README

This directory contains the source for a mostly complete HTML 3.2 parser. It is based upon the "-//W3C//DTD HTML 3.2 Draft 19960821//EN" DTD. Unlike most browsers, this parser is rather finicky about the input. Although correct HTML 3.2 should get through it without causing an error, it is by no means a validating parser. For that I suggest you use James Clark's SP SGML parser at <http://www.jclark.com/sp/index.htm>. Certain things are not implemented properly: I encourage you to take this parser as a starting point and improve it. Limitations I'm aware of are:

Building and running the HTML parser

The parser is written using JJTree to create a simple representation of the HTML input. To build the parser you have to:

  1. run JJTree on the source
  2. run JavaCC on the grammar file that JJTree generates
  3. compile the Java code in the usual way
  4. run the parser on some input

Here's how a build looks on my system:

adl% jjtree html-3.2.jjt

Java Compiler Compiler Version 0.7pre5 (Tree Builder Version 0.3pre3)

Copyright (c) 1996, 1997 Sun Microsystems Inc.

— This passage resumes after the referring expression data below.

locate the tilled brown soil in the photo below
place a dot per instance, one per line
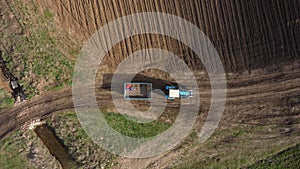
(249, 35)
(246, 34)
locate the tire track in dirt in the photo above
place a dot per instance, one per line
(255, 89)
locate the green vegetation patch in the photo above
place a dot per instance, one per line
(133, 129)
(10, 156)
(38, 59)
(5, 99)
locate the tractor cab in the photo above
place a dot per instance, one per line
(173, 92)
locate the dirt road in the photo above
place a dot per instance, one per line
(251, 89)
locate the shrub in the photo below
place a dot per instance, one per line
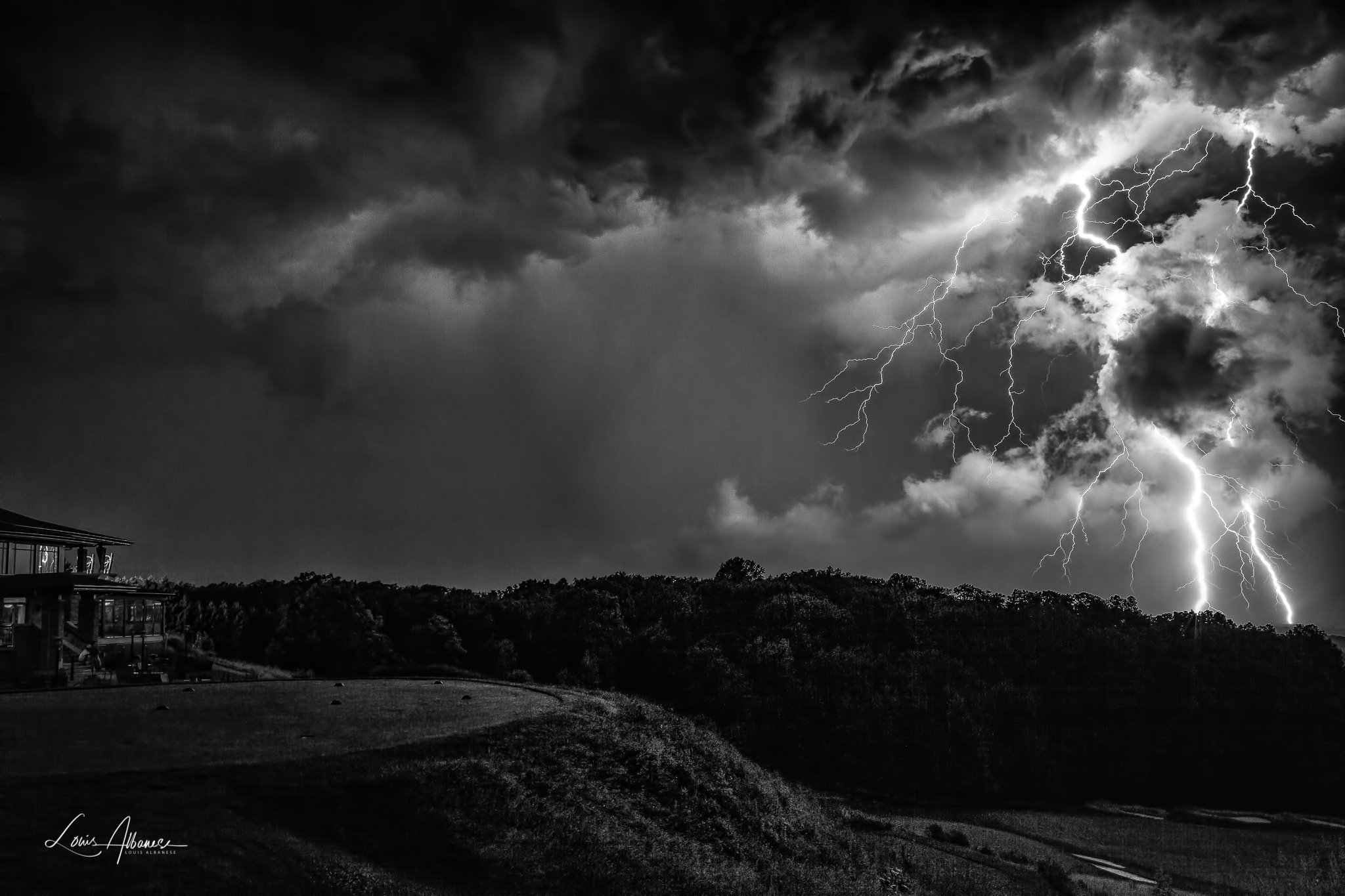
(1056, 878)
(951, 836)
(738, 570)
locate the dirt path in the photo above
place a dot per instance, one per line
(112, 730)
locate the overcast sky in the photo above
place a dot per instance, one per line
(471, 295)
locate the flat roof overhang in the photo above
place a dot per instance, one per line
(26, 530)
(68, 584)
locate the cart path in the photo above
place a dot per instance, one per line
(105, 730)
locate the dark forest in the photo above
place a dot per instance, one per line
(894, 687)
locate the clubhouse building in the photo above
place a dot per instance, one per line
(61, 606)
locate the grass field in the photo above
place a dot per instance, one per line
(405, 788)
(120, 729)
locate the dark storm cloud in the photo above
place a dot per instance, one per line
(1172, 364)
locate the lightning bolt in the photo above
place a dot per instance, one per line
(1246, 528)
(1197, 498)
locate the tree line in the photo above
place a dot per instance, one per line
(887, 685)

(type "jjtree" with no arguments for help)

Reading from file html-3.2.jjt . . .

File "Node.java" does not exist.  Will create one.

File "SimpleNode.java" does not exist.  Will create one.

Annotated grammar generated successfully in html-3.2.jj



adl% javacc html-3.2.jj

Java Compiler Compiler Version 0.7pre5 (Parser Generator)

Copyright (c) 1996, 1997 Sun Microsystems Inc.

(type "javacc" with no arguments for help)

Reading from file html-3.2.jj . . .

File "ParseError.java" does not exist.  Will create one.

File "TokenMgrError.java" does not exist.  Will create one.

File "ParseException.java" does not exist.  Will create one.

File "Token.java" does not exist.  Will create one.

File "ASCII_CharStream.java" does not exist.  Will create one.

Parser generated successfully.



adl% javac html32.java



adl% java html32 <README.html

Reading from standard input...

html

 head

  title

   PCDATA: README

 body

  h1

   PCDATA: README

  p

   PCDATA: This directory contains the source for a mostly complete HTML

      3.2 parser.  It is based upon the "-//W3C//DTD HTML 3.2 Draft

      19960821//EN" DTD.  Unlike most browsers, this parser is rather

      finicky about the input.  In addition, certain things are not

      implemented properly.  I encourage you to take this parser as a

      starting point and improve it.  Limitations I'm aware of are:

...

Notes

This parser uses JJTree Simple mode. It also uses a couple of specialized node classes for representing PCDATA and attributes. It should all seem pretty obvious once you take a look.